HILO, Hawai‘i — “The first month of the 2024 dry season started with a week of trade winds and rainfall mostly linked to the east-facing windward shores. That was the end of the dry conditions.”
That’s how Kevin Kodama, senior service hydrologist for the National Weather Service in Honolulu, summed up weather conditions for the month of May, traditionally the start of Hawaii’s dry season.
“Big Island rainfall totals were near to above average at most of the rain gauges,” Kodama said in his monthly precipitation report.
He described Honoka‘a as a “notable outlier.” The Hamakua hamlet got just 1.78 inches of rain in May, 27 percent of its average of 6.63 for the month.
Much of the heavy rainfall occurred on May 10 when strong mid-afternoon thunderstorms over the Hilo area generated rainfall rates of 3 to 4 inches per hour, causing flash flooding downtown and brief power outages.
While the thunderstorms abated and moved offshore by sunset, heavy rainfall started by 9 p.m. that night over the South Kohala slopes. The showers moved slowly toward Puako and the Waikoloa Beach areas, with rainfall totals of 3 to 6 inches between Waimea and Kawaihae.
Waikoloa, almost always arid, ended up with 5.4 inches of rain for the month, more than five times its norm.
Another windward deluge occurred May 13, when 6.19 inches fell near Kurtistown.
Kona lows on May 18-19 and May 23 dropped rain on O‘ahu and Kaua‘i, but had no major effect on the Big Island.
Hilo International Airport recorded 9.75 inches of rain in May, 139 percent of its norm. Pi‘ihonua, on the Mauna Loa slope above Hilo, received 22.21 inches, 165 percent of its May average. A total of 21.57 inches fell in Glenwood, in the upper Puna rainforest, 36 percent more than its usual May rainfall.
In Ka‘u, Pahala had its highest May rainfall total since 1965, with 14.34 inches, while Kapapala Ranch’s rainfall of 11.1 inches is its highest May total since 2002.
The Kona coffee belt, which has its wet season in the summer, recorded above average rainfall in all four of its official gauges.
Waiaha had the most abundant rainfall in the region, 10.51 inches, more than twice its May norm.

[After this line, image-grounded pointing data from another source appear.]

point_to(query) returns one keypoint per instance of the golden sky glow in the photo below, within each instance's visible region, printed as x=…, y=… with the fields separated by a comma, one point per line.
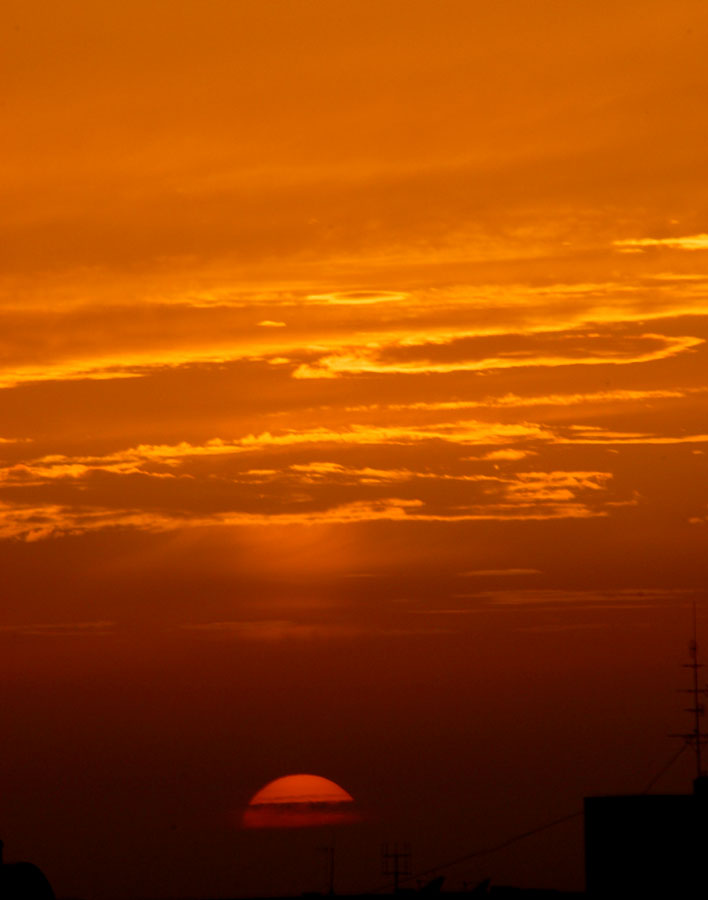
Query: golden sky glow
x=338, y=336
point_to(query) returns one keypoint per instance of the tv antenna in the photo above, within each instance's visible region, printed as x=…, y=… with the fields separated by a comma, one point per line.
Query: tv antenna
x=696, y=738
x=396, y=862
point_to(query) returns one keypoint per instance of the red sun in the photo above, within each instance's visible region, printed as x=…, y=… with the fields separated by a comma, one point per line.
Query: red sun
x=299, y=801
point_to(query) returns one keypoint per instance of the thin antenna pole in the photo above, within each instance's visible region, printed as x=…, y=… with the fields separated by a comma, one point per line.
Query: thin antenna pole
x=697, y=706
x=695, y=738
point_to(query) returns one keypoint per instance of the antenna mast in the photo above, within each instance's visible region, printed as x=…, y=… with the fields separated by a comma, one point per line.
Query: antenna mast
x=696, y=738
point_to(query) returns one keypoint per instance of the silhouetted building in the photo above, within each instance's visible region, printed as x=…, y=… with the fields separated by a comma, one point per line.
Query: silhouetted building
x=23, y=881
x=647, y=845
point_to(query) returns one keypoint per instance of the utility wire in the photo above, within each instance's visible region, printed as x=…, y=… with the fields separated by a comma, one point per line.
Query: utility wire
x=487, y=851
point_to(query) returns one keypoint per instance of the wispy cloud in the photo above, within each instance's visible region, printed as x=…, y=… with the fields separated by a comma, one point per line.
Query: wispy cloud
x=383, y=359
x=61, y=629
x=688, y=242
x=484, y=573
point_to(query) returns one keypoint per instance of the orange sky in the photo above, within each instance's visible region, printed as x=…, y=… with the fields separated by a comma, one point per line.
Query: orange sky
x=352, y=421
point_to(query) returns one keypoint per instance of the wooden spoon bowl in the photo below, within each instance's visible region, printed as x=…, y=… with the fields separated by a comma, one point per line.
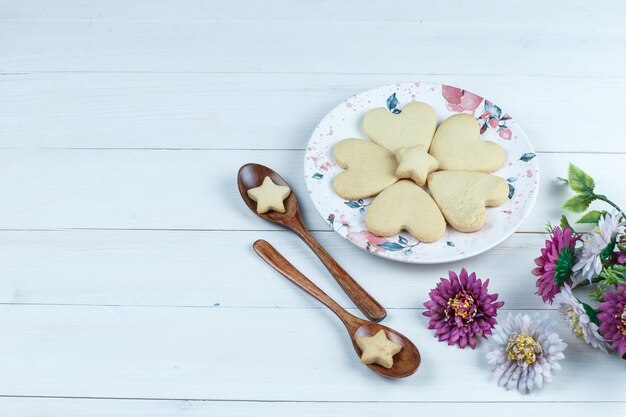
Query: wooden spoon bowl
x=405, y=362
x=251, y=176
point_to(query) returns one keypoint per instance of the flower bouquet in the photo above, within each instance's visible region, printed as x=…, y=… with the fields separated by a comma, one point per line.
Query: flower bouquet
x=571, y=260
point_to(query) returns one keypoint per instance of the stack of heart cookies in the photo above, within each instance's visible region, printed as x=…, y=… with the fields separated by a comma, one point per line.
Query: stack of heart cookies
x=422, y=175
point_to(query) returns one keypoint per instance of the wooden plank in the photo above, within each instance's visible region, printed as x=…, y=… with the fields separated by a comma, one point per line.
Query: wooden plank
x=310, y=46
x=219, y=269
x=66, y=407
x=234, y=354
x=248, y=111
x=50, y=189
x=490, y=11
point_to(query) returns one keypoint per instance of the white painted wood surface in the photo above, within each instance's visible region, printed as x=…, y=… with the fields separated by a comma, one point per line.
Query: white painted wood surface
x=127, y=282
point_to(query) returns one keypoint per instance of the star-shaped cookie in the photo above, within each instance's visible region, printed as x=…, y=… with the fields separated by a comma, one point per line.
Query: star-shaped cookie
x=415, y=163
x=269, y=196
x=378, y=349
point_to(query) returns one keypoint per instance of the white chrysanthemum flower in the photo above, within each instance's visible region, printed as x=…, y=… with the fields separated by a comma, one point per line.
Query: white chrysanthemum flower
x=524, y=352
x=590, y=262
x=579, y=320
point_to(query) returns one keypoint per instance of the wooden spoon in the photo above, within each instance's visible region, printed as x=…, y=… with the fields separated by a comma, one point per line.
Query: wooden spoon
x=405, y=362
x=251, y=176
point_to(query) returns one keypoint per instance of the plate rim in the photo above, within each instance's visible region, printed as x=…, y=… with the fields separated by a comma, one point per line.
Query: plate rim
x=419, y=261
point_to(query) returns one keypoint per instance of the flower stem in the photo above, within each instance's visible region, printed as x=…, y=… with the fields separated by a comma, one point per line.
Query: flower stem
x=586, y=282
x=609, y=202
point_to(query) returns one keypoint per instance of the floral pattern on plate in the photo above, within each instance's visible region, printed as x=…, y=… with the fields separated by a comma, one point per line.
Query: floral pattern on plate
x=521, y=171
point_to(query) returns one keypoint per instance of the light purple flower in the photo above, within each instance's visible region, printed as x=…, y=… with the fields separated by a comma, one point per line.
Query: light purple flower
x=613, y=318
x=461, y=310
x=525, y=351
x=554, y=266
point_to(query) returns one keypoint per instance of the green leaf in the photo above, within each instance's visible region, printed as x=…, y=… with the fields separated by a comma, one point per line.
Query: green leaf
x=597, y=294
x=593, y=317
x=579, y=180
x=608, y=250
x=564, y=222
x=578, y=203
x=593, y=217
x=563, y=268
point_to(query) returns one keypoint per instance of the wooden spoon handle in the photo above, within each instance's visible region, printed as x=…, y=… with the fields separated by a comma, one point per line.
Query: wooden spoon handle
x=277, y=261
x=361, y=298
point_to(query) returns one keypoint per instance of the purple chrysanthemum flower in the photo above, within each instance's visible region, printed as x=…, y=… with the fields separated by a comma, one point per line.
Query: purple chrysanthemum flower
x=613, y=318
x=554, y=266
x=461, y=310
x=621, y=251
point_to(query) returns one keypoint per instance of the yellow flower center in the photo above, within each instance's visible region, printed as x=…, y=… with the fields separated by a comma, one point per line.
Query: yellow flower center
x=523, y=349
x=462, y=305
x=574, y=319
x=622, y=326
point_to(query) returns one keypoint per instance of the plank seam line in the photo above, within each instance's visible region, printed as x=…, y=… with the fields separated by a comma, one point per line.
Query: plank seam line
x=426, y=74
x=12, y=148
x=302, y=401
x=26, y=304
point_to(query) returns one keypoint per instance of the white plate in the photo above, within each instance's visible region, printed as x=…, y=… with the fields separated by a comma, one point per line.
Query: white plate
x=347, y=218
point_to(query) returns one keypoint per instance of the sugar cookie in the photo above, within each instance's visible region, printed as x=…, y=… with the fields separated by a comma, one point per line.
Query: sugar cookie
x=463, y=195
x=269, y=196
x=415, y=125
x=457, y=146
x=415, y=163
x=378, y=349
x=405, y=206
x=370, y=168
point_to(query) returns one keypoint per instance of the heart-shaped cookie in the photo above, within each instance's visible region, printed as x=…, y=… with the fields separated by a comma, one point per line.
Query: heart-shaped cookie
x=457, y=145
x=415, y=125
x=405, y=206
x=369, y=169
x=463, y=195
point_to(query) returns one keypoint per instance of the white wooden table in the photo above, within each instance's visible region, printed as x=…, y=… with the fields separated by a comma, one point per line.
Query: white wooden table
x=127, y=279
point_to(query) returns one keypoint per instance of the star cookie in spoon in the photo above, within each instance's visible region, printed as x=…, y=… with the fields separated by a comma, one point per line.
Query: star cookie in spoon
x=378, y=349
x=269, y=196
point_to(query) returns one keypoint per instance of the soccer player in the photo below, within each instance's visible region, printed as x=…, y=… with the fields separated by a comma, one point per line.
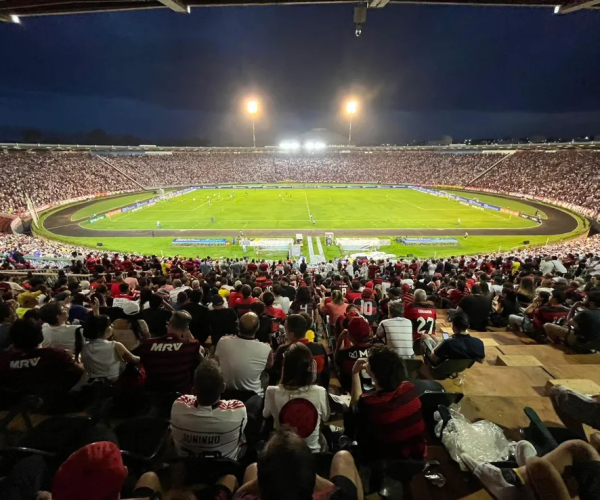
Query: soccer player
x=422, y=315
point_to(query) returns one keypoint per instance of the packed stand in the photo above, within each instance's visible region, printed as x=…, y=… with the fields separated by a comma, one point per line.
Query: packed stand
x=246, y=350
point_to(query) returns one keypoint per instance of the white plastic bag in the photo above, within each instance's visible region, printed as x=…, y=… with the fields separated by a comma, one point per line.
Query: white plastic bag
x=483, y=440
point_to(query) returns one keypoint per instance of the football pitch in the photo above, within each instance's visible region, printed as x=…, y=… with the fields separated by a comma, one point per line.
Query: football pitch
x=268, y=212
x=303, y=209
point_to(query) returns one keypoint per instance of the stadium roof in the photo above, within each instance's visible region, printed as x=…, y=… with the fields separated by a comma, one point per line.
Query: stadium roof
x=13, y=10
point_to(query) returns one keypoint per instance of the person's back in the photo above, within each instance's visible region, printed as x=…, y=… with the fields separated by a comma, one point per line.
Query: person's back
x=222, y=320
x=170, y=360
x=28, y=367
x=243, y=358
x=397, y=331
x=389, y=421
x=199, y=325
x=477, y=307
x=203, y=423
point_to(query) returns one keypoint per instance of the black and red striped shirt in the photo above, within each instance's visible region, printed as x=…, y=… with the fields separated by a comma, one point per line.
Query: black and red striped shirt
x=170, y=363
x=391, y=425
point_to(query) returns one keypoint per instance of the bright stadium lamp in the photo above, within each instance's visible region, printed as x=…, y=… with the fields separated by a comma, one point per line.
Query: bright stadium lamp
x=252, y=107
x=351, y=107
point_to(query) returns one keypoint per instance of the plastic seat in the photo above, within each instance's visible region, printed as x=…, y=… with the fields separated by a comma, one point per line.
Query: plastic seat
x=450, y=368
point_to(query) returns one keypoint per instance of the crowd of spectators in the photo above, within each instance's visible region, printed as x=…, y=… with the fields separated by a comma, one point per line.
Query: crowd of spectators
x=252, y=371
x=50, y=177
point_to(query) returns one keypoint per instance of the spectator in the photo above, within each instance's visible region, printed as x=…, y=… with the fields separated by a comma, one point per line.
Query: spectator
x=57, y=333
x=397, y=331
x=222, y=320
x=203, y=422
x=171, y=360
x=298, y=381
x=389, y=423
x=296, y=328
x=29, y=367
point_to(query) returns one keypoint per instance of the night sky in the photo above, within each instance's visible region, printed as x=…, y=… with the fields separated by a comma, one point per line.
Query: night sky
x=419, y=72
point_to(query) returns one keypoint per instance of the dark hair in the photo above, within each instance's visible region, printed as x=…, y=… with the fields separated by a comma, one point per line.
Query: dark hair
x=50, y=312
x=303, y=295
x=26, y=334
x=594, y=298
x=268, y=299
x=155, y=301
x=257, y=308
x=286, y=468
x=387, y=367
x=297, y=367
x=208, y=382
x=195, y=296
x=296, y=325
x=5, y=312
x=461, y=321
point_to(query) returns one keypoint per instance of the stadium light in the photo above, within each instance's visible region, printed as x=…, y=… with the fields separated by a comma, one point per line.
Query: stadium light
x=252, y=107
x=351, y=107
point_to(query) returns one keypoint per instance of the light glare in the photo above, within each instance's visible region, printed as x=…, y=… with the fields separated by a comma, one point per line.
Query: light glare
x=252, y=107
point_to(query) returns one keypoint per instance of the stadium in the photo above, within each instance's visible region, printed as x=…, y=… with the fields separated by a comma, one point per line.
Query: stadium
x=311, y=316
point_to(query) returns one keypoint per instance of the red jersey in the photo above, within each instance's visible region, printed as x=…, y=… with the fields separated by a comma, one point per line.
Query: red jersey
x=423, y=318
x=170, y=363
x=43, y=369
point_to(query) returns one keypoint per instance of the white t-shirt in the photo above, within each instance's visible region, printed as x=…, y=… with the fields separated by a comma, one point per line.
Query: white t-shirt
x=242, y=362
x=398, y=335
x=200, y=429
x=277, y=396
x=59, y=337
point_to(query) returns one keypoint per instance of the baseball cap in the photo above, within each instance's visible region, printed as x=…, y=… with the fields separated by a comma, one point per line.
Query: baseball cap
x=129, y=306
x=94, y=472
x=358, y=329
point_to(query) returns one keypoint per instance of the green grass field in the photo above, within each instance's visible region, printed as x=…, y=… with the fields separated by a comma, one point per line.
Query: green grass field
x=332, y=209
x=345, y=211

Kealakekua, Kainaliu and Honaunau received 9.39, 8.85 and 6 inches even, respectively.
Even with mostly above average rainfall, much of perpetually dry North Kona remained so.
Ellison Onizuka Kona International Airport in Keauhou received almost twice its normal May rainfall, but that amounted to just 1.21 inches.
Kaloko-Honokohau tallied 1.67 inches, 95 percent of its norm, and 2.4 inches fell at Kaupulehu, 60 percent above norm.
State officials held a press conference June 4 on Maui to reiterate that a drier-than-usual dry season has been forecast, as well as a deepening drought during the summer.
“Parts of south Maui and western Hawai‘i Island are already in severe drought conditions,” said Mike Walker, the Department of Land and Natural Resources Division of Forestry and Wildlife’s fire protection forester.
“Much of the state received above-normal rainfall in April and in parts of May, but that didn’t happen across the entire island chain,” added Derek Wroe, a National Weather Service forecaster. “So, parts of Maui and the Big Island have remained in drought. And as we move into the summertime … the drought that’s in place on Maui and the Big Island will likely worsen, and the drought will expand to all Hawaiian Islands.”